Immunological memory also has its down side, which is a propensity to cause autoimmune disease. We have discussed autoimmunity in Chapter 13, but the contribution of memory cells has been given little emphasis. It is our opinion that without immune memory, there would be no autoimmune disease. Many types of autoimmune disease are found especially in older people. There is, however, at least one exception, and that is autoimmune diabetes, which occurs most frequently in teenagers, and can occur in children as young as 3–4 years old. Its occurrence in childhood has led to attempts to prevent diabetes by immunological means, almost all of which have failed. We believe that this failure is much like the failure to prevent hemolytic disease of the newborn in mothers who have already had a Rh+ child; it is too late to close the stable door, because the colt has already bolted, or more scientifically, an antibody or T-cell response has already been induced.

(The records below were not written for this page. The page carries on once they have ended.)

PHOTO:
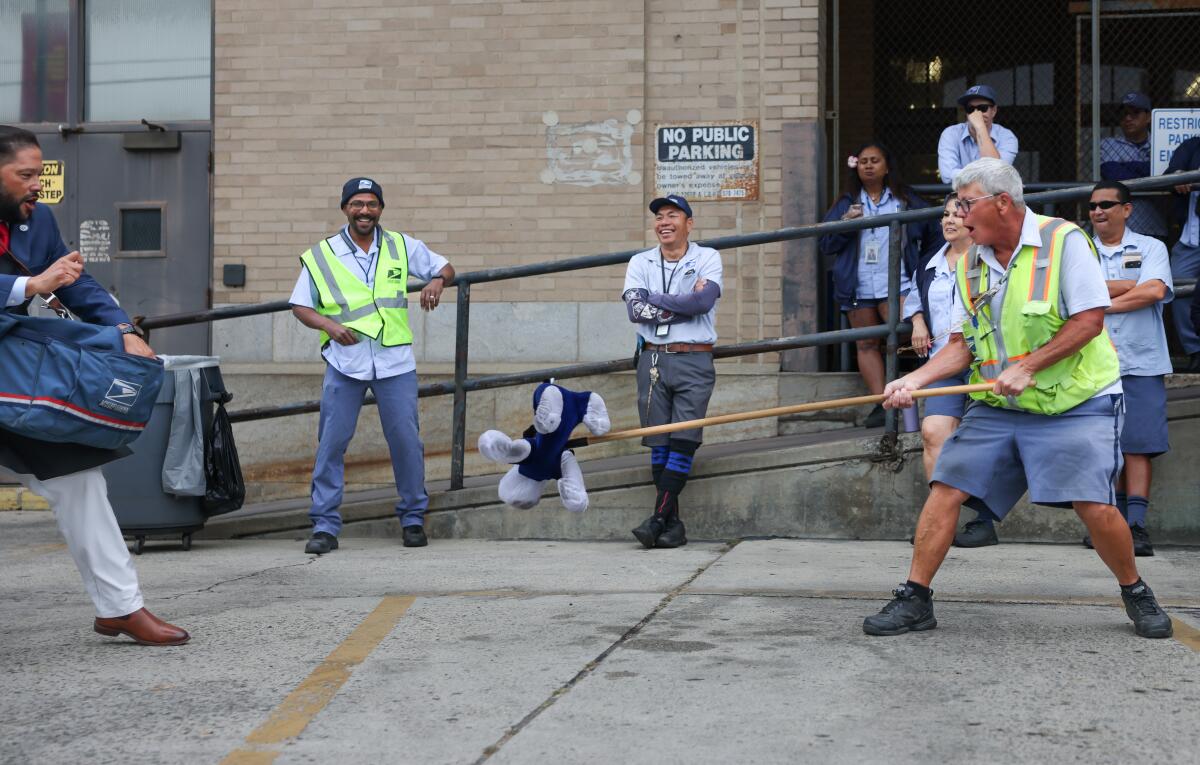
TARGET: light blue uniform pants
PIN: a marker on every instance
(341, 399)
(1185, 265)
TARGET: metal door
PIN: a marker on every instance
(137, 205)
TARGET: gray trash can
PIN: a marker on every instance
(142, 506)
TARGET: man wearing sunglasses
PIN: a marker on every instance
(1138, 271)
(1031, 308)
(34, 260)
(353, 289)
(976, 137)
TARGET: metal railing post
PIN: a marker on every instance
(462, 333)
(894, 258)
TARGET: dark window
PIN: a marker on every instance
(142, 230)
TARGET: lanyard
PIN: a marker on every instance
(663, 270)
(874, 210)
(369, 272)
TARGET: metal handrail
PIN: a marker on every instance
(1068, 193)
(462, 384)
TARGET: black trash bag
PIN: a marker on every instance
(222, 471)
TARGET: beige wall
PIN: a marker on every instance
(454, 109)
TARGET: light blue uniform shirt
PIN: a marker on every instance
(957, 149)
(1191, 233)
(649, 271)
(369, 359)
(873, 277)
(942, 297)
(1139, 335)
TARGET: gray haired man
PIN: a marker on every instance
(1031, 311)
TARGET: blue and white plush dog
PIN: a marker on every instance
(541, 453)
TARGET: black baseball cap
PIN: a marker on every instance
(673, 200)
(360, 186)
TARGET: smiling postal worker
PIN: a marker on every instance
(35, 261)
(1138, 271)
(671, 294)
(1031, 311)
(353, 289)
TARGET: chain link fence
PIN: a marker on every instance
(897, 68)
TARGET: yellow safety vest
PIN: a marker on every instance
(1029, 319)
(381, 312)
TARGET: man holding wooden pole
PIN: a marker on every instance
(1031, 315)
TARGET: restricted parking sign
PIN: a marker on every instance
(1168, 130)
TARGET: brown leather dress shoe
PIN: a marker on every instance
(144, 627)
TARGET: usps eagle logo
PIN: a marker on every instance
(121, 396)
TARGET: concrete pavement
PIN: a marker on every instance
(532, 651)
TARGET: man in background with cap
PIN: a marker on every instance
(671, 294)
(976, 137)
(353, 289)
(1127, 156)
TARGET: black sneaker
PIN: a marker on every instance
(414, 536)
(321, 543)
(1149, 620)
(875, 419)
(648, 532)
(673, 535)
(1141, 546)
(977, 534)
(907, 612)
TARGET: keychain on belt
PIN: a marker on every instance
(654, 381)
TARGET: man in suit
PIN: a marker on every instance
(35, 261)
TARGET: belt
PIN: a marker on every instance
(681, 348)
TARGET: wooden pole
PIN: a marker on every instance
(777, 411)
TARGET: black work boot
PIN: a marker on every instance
(321, 542)
(1141, 546)
(648, 531)
(977, 532)
(907, 612)
(673, 535)
(1149, 619)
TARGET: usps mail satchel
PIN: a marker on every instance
(72, 383)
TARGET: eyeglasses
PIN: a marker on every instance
(964, 205)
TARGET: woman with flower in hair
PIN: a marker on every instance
(861, 258)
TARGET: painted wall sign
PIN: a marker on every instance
(54, 182)
(95, 241)
(707, 161)
(1168, 130)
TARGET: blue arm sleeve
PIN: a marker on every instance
(690, 305)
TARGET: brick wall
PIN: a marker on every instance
(456, 109)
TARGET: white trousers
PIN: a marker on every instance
(85, 518)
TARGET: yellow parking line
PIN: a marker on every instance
(1187, 634)
(291, 717)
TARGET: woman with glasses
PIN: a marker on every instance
(861, 258)
(930, 308)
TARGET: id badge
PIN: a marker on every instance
(873, 252)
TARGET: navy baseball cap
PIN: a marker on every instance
(360, 186)
(977, 91)
(1137, 101)
(671, 199)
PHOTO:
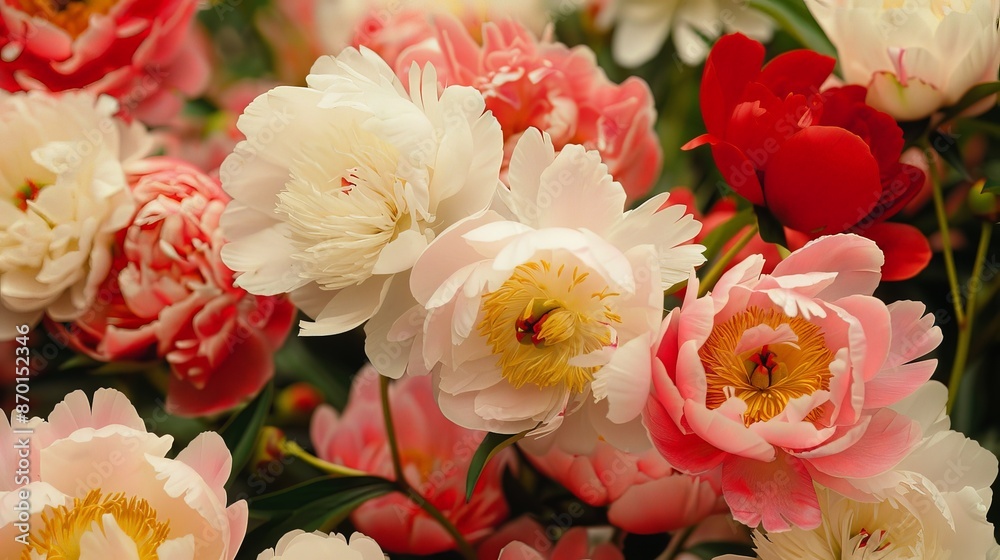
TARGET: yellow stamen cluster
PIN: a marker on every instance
(542, 317)
(767, 377)
(62, 527)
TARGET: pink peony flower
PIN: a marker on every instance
(101, 486)
(780, 380)
(171, 296)
(644, 493)
(435, 454)
(138, 52)
(543, 84)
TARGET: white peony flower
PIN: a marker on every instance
(101, 486)
(317, 545)
(914, 56)
(932, 506)
(550, 315)
(642, 26)
(341, 185)
(63, 195)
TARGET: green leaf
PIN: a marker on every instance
(797, 23)
(291, 499)
(309, 516)
(771, 230)
(947, 146)
(491, 445)
(241, 431)
(723, 233)
(710, 550)
(971, 97)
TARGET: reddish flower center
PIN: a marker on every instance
(27, 193)
(71, 15)
(795, 362)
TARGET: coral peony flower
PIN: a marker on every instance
(101, 486)
(389, 26)
(321, 546)
(914, 57)
(171, 296)
(933, 508)
(525, 539)
(641, 26)
(139, 52)
(550, 317)
(529, 82)
(780, 380)
(821, 162)
(644, 493)
(63, 195)
(342, 184)
(435, 453)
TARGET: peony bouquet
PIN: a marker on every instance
(515, 280)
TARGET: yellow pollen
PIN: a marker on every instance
(71, 15)
(766, 377)
(542, 317)
(63, 527)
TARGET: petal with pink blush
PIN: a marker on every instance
(887, 439)
(778, 494)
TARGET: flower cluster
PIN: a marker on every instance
(417, 278)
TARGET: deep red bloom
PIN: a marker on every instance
(139, 51)
(822, 161)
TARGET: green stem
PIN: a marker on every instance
(719, 266)
(403, 485)
(293, 449)
(965, 327)
(942, 217)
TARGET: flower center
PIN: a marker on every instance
(766, 359)
(71, 15)
(342, 210)
(28, 192)
(63, 527)
(545, 316)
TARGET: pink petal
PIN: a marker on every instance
(779, 493)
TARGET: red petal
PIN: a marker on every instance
(734, 62)
(823, 180)
(739, 172)
(800, 71)
(907, 251)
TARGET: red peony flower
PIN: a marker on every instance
(138, 51)
(171, 296)
(822, 161)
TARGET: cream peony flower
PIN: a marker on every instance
(101, 486)
(317, 545)
(914, 56)
(932, 506)
(341, 185)
(547, 319)
(63, 195)
(642, 26)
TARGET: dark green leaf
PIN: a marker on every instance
(797, 23)
(722, 234)
(293, 498)
(971, 97)
(947, 146)
(241, 431)
(710, 550)
(491, 445)
(771, 229)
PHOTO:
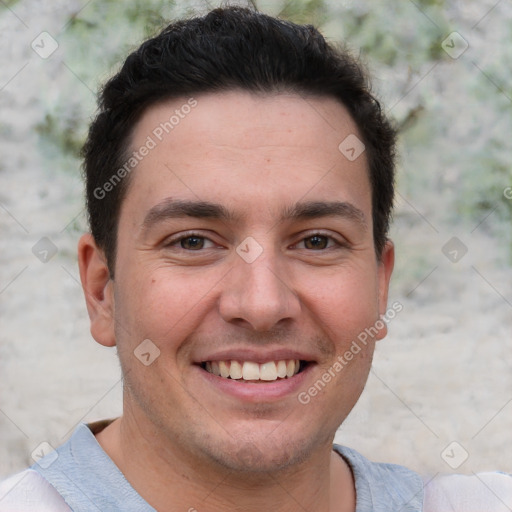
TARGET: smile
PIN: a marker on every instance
(252, 371)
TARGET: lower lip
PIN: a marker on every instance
(259, 391)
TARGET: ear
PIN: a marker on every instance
(98, 290)
(384, 271)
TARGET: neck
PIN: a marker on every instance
(172, 479)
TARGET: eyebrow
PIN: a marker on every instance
(178, 208)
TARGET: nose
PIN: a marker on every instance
(258, 295)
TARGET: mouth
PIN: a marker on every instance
(253, 372)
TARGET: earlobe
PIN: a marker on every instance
(385, 269)
(98, 290)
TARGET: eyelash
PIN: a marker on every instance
(193, 234)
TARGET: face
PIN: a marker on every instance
(245, 251)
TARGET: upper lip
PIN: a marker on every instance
(257, 356)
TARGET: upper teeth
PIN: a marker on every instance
(249, 370)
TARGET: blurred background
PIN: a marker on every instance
(439, 396)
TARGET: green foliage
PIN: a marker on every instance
(455, 118)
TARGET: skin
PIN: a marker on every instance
(183, 442)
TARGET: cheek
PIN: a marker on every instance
(345, 301)
(163, 304)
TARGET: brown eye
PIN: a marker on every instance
(316, 242)
(192, 242)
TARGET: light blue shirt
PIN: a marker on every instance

I and my colleagues would like to try primary prevention measures on children from families that have had one or more diabetic child already, and we think we have the correct antigen for this trial in insulin itself. Early on in work on autoimmune diabetes, certain insulin peptides were found that triggered the CD4 T cells that apparently caused diabetes in mice. Subsequently, it was found that the same peptide, in a shortened form, could be recognized by CD8 T cells, which had the ability to attack the pancreatic β cells themselves. Thus, one of the key proteins recognized in insulin-dependent diabetes mellitus is the insulin molecule itself. An initial trial of insulin injections to create a state of tolerance to these insulin peptides is underway. The jury is still out on whether they will work, but already there is a glimmer of hope in the results.


There is a lot of evidence that immunological memory is one of the cardinal features conferred on the individual by the existence of adaptive immunity. It is seen in all vertebrate groups that have undergone the immunological Big Bang, and it is found in all vertebrate species that have been tested for it. It also has a down side, in that it contributes to autoimmune disease, which, as we learned in Chapter 13, occurs only in species that have adaptive immunity and is a consequence of their adaptive immune responses.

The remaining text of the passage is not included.